These Chrome extensions can hijack computers to mine crypto

[Kargai]

This one is kindy scary since it proove that Google don't really manage his own catalog. And a lot of persons rely on them, believing if the extension is in the official catalog, that mean it's safe. Obviously not since more than 423,000 users are impacted this time.

Security researchers have uncovered 89 malicious Google Chrome extensions on the official Chrome store that can inject ads, code to secretly mine cryptocurrency, and load a tool to record and replay a person's browsing activities.

And those extensions come with a new twist : If it detect that the user is trying to report the extension, it redirect the user to the introduction of their extension and not to the report.
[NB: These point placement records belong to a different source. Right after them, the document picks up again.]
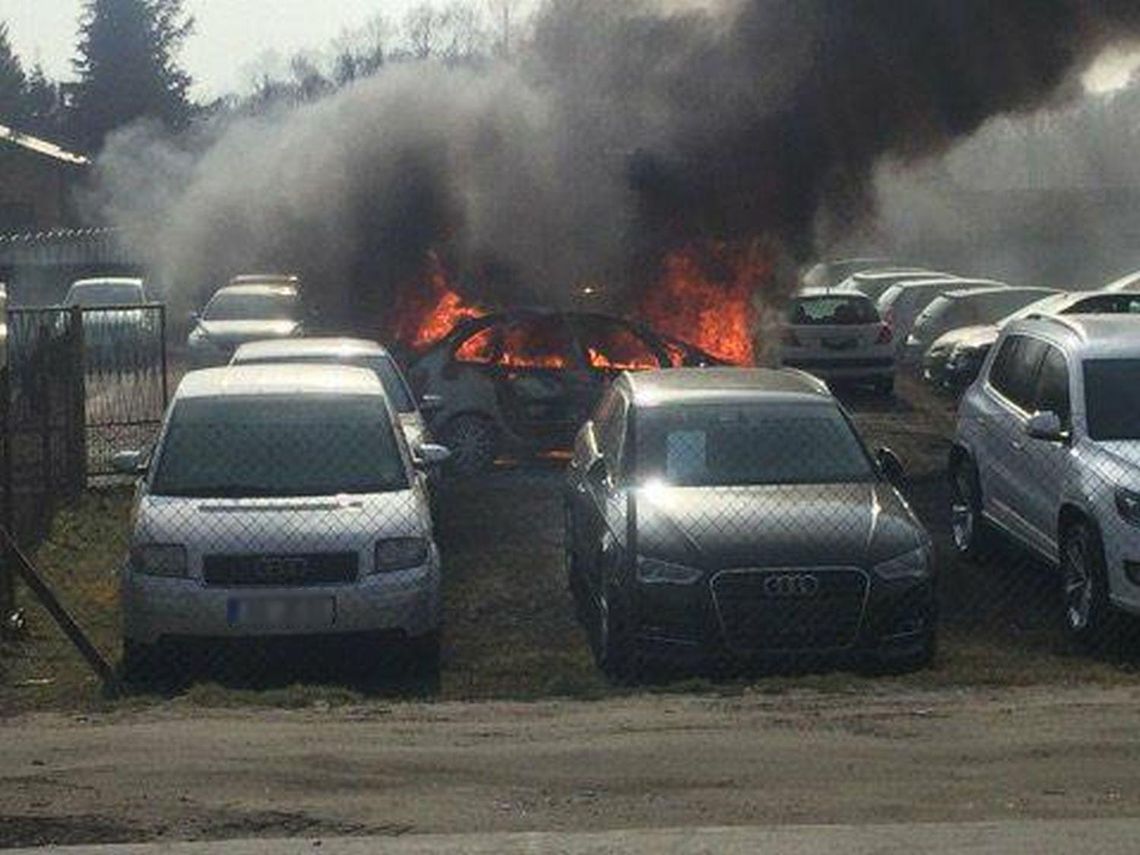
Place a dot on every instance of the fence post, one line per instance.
(76, 405)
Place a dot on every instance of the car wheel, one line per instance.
(473, 442)
(967, 522)
(1088, 611)
(615, 643)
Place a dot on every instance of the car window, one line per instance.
(1053, 385)
(1112, 389)
(829, 310)
(1015, 371)
(723, 445)
(612, 345)
(231, 306)
(279, 446)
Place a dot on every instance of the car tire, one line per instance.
(615, 648)
(424, 653)
(473, 442)
(141, 664)
(1088, 612)
(968, 526)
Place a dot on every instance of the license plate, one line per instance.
(302, 612)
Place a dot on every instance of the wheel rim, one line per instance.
(963, 519)
(471, 445)
(1077, 585)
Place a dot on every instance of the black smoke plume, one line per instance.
(627, 128)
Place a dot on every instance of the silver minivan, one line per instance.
(281, 503)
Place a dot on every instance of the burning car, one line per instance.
(524, 381)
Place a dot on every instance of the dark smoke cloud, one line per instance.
(628, 128)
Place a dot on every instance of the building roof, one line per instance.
(41, 147)
(674, 385)
(270, 380)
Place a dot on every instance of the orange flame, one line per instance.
(431, 308)
(706, 296)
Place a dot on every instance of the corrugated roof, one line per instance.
(41, 146)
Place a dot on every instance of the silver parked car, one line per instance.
(901, 304)
(239, 314)
(966, 308)
(838, 335)
(359, 352)
(281, 504)
(735, 512)
(1048, 452)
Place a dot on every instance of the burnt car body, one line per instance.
(737, 514)
(523, 381)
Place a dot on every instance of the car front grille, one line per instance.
(798, 609)
(279, 571)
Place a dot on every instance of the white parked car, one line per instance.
(838, 335)
(359, 352)
(1048, 452)
(901, 304)
(281, 504)
(876, 283)
(239, 314)
(968, 307)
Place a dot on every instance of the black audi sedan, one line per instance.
(735, 514)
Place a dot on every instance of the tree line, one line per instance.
(127, 65)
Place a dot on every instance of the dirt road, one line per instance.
(641, 762)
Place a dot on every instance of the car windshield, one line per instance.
(278, 446)
(1113, 399)
(730, 445)
(832, 310)
(105, 293)
(269, 306)
(383, 366)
Not enough sneaky ? If you try to remove the extension via the Chrome's extension management page it will show you that it's well deleted ...  when it is actually still lurking on the user's browser.
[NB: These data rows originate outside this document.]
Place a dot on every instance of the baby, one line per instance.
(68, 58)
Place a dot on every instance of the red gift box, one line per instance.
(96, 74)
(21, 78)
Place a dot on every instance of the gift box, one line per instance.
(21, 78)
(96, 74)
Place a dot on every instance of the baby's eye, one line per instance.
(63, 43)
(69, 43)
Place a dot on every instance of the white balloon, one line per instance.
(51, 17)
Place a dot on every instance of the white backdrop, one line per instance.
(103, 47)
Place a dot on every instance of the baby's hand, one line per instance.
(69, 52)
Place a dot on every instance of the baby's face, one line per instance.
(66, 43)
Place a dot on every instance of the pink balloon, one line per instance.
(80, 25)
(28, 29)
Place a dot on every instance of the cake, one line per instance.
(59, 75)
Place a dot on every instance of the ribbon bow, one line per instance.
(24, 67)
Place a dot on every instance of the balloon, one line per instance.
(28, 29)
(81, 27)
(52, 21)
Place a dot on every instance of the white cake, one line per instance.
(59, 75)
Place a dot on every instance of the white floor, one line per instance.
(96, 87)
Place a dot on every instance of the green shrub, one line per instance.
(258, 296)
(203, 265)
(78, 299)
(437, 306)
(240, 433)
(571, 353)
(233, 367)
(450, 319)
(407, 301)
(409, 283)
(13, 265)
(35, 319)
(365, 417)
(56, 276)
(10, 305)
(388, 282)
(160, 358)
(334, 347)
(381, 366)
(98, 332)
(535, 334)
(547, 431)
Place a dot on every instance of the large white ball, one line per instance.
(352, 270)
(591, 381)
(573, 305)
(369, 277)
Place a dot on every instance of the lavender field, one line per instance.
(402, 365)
For now Google removed all the extensions affected by the problem and have disabled them on all the devices who were using them. They claimed that it's a lot of work since they already block around 1.000 problematics add-on evry month.

Source : http://www.ibtimes.co.uk/these-chrome-extensions-can-hijack-computers-mine-cryptocurrency-record-your-every-move-1658543

[barbaris]

I thought when I put the extension that I'm safe. But Google does not check them. Thanks now I'll be more careful with the download extensions.